Lest the reader think I merely jest, the National Institute of Mental Health defines “delusions” as manifested in “schizophrenia” as “false personal beliefs that are not part of the person’s culture and do not change, even when other people present proof that the beliefs are not true or logical.” Furthermore, individuals suffering from “paranoid schizophrenia can believe that others are deliberately cheating, harassing, poisoning, spying upon, or plotting against them or the people they care about. These beliefs are called delusions of persecution.”
Now, consider the persistent claims of so-called “Birthers” such as G. Gordon Liddy and Rep. John Campbell (R-CA), who harbor the belief that Obama is not actually a native-born U.S. citizen and is therefore ineligible to serve as President. With Lou Dobbs generously providing a high-profile venue for the airing of these dark fantasies, the Birthers insist that Obama was born not in Hawaii, but in Kenya, and that there is a vast conspiracy afoot to hide this from a gullible American public.
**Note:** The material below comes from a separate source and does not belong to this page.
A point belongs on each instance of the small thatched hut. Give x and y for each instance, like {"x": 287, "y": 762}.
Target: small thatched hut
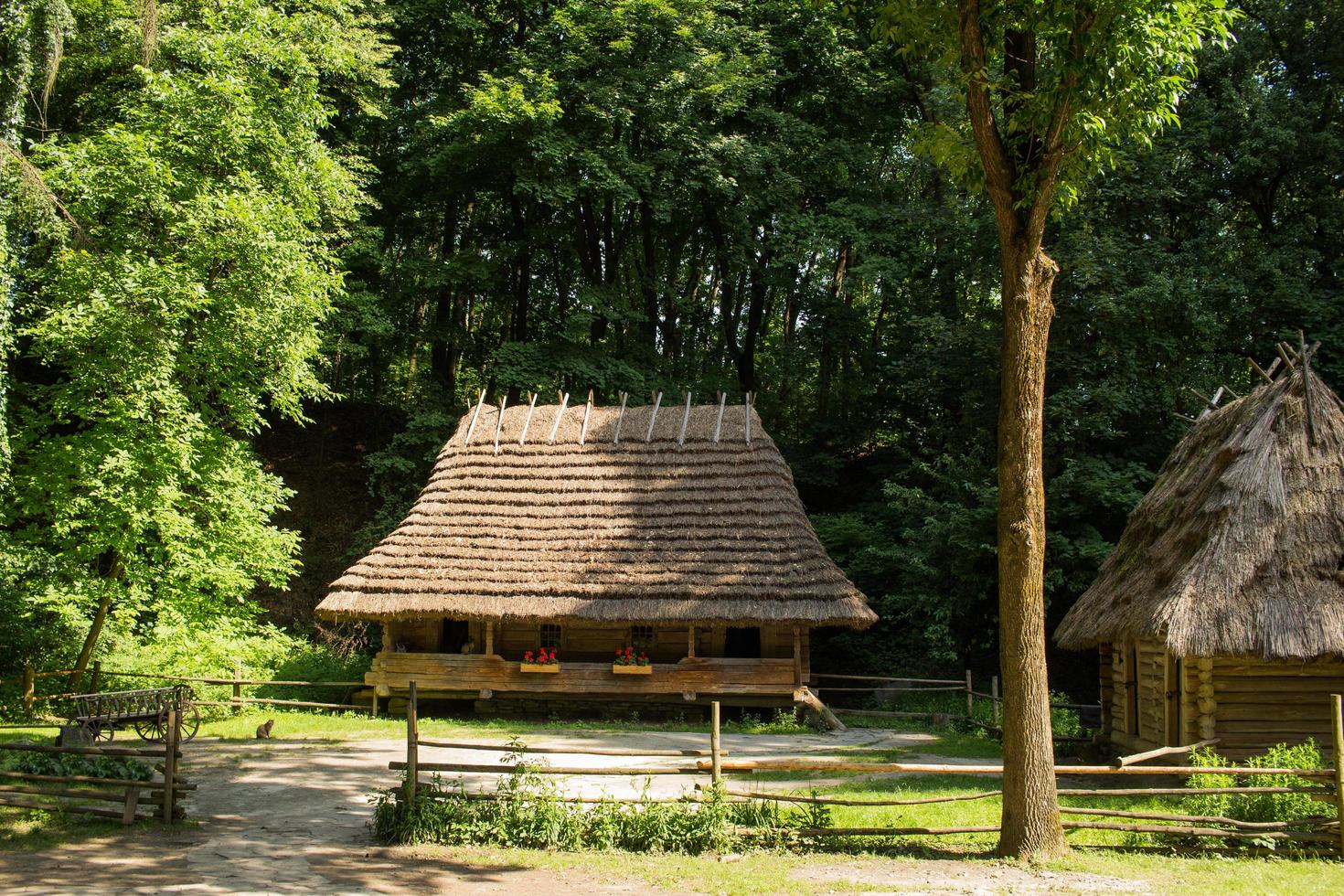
{"x": 1221, "y": 613}
{"x": 586, "y": 529}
And no amount of evidence to the contrary will change their minds.
Or consider the claims of Healthcare Denialists such as Rush Limbaugh, Glenn Beck, Sean Hannity, and Rep. Virginia Foxx (R-NC) that there is not actually a healthcare crisis in the United States. There is, of course, an abundance of evidence that tens of millions of Americans do not have access to employer-sponsored health insurance, cannot afford to buy health insurance or pay for healthcare out-of-pocket, and forgo medical treatment as a result. Yet the Healthcare Denialists persist in their belief that the notion of a “healthcare crisis” is simply an alarmist ploy by Leftists intent on a socialistic federal takeover of the private U.S. healthcare system.
Finally, consider Climate Denialists such as George Will, Pat Buchanan, and Senator James Inhofe (R-OK), who claim that global warming is not occurring. Despite the weight of the scientific evidence in this regard, the Climate Denialists insist that the very idea of “global warming” was concocted as part of a shadow-strewn conspiracy to siphon away the political and economic sovereignty of the United States and transfer it to a nebulous World Government.
Although it is easy to become angry at the inflammatory ramblings of deluded souls such as these, they warrant our compassion—not our hate. In the spirit of Hippocrates, we should want, and work towards, their recovery from the psychosis that afflicts them. As the National Institute of Mental Health has also pointed out, the atypical antipsychotics such as Risperdal, Zyprexa, Seroquel, Geodon that were developed in the 1990s have proven highly effective in treating the psychotic symptoms from which far too many members of the Republican Caucus and the Fox News staff suffer. With the right medications, and intensive therapy, even Glenn Beck and Rush Limbaugh could “improve enough to lead independent, satisfying lives.”